To further explore the stripes in lw1 edited leaves, Msa S1 transformation event TG-25c and TG-25h were imaged along with an isogenic wild-type. One leaf sample was taken from each corresponding plant and visualized via confocal (red chlorophyll/chloroplast autofluorescence) and bright field microscopy under different magnifications so direct comparisons could be made in areas where stripes were noted in those leaf sections (Additional file 1: Fig. S6). Lack of autofluorescence correlated with a white stripe (TG-25h) and mild autofluorescence with a pale-yellow stripe (TG-25c) compared to bright uniform autofluorescence in wild-type.
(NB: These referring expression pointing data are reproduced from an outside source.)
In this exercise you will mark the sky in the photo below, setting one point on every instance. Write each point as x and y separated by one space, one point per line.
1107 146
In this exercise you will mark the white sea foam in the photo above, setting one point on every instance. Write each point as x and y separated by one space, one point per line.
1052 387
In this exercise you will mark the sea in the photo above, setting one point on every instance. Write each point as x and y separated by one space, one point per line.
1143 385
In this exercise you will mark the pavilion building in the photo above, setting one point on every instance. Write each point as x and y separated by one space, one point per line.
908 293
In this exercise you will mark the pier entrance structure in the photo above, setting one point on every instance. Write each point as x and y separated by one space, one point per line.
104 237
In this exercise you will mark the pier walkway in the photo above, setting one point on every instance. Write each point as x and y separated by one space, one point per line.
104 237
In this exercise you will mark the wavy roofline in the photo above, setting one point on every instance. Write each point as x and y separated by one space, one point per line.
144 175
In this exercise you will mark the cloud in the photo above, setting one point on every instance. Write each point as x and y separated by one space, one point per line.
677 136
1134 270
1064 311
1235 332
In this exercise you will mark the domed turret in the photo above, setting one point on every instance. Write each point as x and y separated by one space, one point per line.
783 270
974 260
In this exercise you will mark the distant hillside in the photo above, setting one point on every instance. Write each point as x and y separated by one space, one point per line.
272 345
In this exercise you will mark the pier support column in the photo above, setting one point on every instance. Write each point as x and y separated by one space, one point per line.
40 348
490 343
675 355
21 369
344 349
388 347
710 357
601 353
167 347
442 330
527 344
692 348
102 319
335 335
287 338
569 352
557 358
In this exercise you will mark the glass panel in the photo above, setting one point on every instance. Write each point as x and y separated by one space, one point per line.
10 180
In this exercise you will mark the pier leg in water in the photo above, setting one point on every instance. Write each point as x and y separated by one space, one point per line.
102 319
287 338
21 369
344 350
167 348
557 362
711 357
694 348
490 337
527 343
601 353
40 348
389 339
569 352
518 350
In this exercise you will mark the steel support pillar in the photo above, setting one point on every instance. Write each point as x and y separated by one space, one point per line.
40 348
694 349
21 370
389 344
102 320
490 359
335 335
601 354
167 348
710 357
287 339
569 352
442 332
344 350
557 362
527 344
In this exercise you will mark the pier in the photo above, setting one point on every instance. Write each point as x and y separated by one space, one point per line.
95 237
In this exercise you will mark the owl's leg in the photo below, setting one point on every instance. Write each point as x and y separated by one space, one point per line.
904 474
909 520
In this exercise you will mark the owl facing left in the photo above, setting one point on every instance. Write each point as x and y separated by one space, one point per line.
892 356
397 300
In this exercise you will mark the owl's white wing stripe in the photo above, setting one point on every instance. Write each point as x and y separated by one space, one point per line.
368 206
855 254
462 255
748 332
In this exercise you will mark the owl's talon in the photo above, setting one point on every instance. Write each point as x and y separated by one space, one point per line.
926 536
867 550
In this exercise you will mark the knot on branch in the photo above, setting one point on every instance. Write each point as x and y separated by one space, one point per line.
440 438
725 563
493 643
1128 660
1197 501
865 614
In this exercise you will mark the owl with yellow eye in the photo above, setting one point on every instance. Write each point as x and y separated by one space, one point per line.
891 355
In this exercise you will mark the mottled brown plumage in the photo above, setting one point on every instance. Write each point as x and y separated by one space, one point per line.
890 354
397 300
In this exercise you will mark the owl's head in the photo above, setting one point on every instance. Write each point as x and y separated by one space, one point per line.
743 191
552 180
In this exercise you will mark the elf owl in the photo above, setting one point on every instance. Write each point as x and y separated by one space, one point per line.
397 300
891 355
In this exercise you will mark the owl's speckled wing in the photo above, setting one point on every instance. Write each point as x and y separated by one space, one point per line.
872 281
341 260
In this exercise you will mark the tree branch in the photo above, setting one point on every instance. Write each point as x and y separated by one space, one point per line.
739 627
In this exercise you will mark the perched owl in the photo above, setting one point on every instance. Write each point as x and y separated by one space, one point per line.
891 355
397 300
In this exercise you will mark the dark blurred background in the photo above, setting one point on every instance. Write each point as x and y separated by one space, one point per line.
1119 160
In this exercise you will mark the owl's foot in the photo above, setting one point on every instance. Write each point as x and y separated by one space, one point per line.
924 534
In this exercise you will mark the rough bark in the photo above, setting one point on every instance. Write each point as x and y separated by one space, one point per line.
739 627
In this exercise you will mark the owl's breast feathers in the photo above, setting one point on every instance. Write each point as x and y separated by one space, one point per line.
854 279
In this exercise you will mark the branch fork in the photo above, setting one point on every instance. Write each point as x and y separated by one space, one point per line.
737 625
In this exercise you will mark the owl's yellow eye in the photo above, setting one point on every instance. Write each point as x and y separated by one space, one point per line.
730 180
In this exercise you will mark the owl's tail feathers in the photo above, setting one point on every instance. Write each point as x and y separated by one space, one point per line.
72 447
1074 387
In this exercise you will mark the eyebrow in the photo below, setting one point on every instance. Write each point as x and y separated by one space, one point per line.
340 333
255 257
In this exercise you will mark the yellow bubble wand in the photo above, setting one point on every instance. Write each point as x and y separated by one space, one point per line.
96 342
Outside each stripe being tracked, the leaves were lighter green and displayed less, non-uniform autofluorescence compared to wild-type that displayed nearly uniform bright autofluorescence and dark green leaves (Additional file 1: Fig. S6). There was a clear demarcation between the white stripe and green areas flanking it (Additional file 1: Fig. S6E) that could also be observed in bright field images of that same leaf area.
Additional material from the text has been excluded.